CN102873106A - Quick and precise elongation control method for temper mill - Google Patents

Abstract

The invention discloses a quick and precise elongation control method for a temper mill. Double closed-loop control systems are adopted by the method, an inner loop control system is responsible for rolling force control, and an outer loop control system is responsible for elongation control including dynamic compensation control. The rolling force closed-loop control system adopts a mode of sum rolling force control and difference rolling force control of an operating side and a transmission side, and a hydraulic cylinder servo valve adopts a leakage compensation integral control mode.

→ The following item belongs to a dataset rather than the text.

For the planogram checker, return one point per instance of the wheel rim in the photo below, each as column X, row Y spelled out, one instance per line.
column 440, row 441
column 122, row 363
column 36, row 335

An elongation control loop adopts a dynamic variable-gain adaptive control method to calculate deviation of rolling force for correcting controller gain in real time by means of an integral inverse method. A mathematical model between speed fluctuation and elongation is set up aiming at the problem of high fluctuation of the elongation in a decelerating phase, and elongation control is jointly completed by the rolling force pre-control compensation control method and elongation closed loops.

Description

The quick accuracy control method of a kind of planisher percentage elongation

Technical field

The invention belongs to the metallurgical production process automatic field, relate to a kind of elongation controlling means of rolling mill production line planisher.

Background technology

In the cold rolled strip steel production process, percentage elongation is an important technology index of product.The quality of elongation control performance is directly connected to the quality height of product.Because in process of production, percentage elongation have hysteresiss, the time become, non-linear, Mathematical Modeling is difficult to the characteristics such as accurate foundation, especially the rising in the moderating process of planisher, the fluctuation of percentage elongation is larger.Therefore, adopt conventional increment type PID algorithm to be difficult to obtain satisfied control effect." application of Cold-Rolled Strip Temper Mill elongation control system and research " (steel research journal, 2008 Vol.20 No.5) a kind of elongation control system of cold rolling levelling unit has been described, this system is a kind of double closed-loop control system, what interior ring adopted is the roll-force control system, and what outer shroud adopted is elongation control system.And for planisher in acceleration and deceleration or the percentage elongation fluctuation problem when other disturbance occurring, the method for the FEEDFORWARD CONTROL that proposed in double closed-loop control system, to gather way.The method that article proposes has certain effect for control and the disturbance rejection of percentage elongation, but lacks the characteristic of quick real-time response and the control method of stability.

Summary of the invention

Purpose of the present invention just provides a kind of quick accuracy control method of planisher percentage elongation, and the method not only has gratifying elongation control effect, but also has fast real-time response characteristic and the stronger stability of a system.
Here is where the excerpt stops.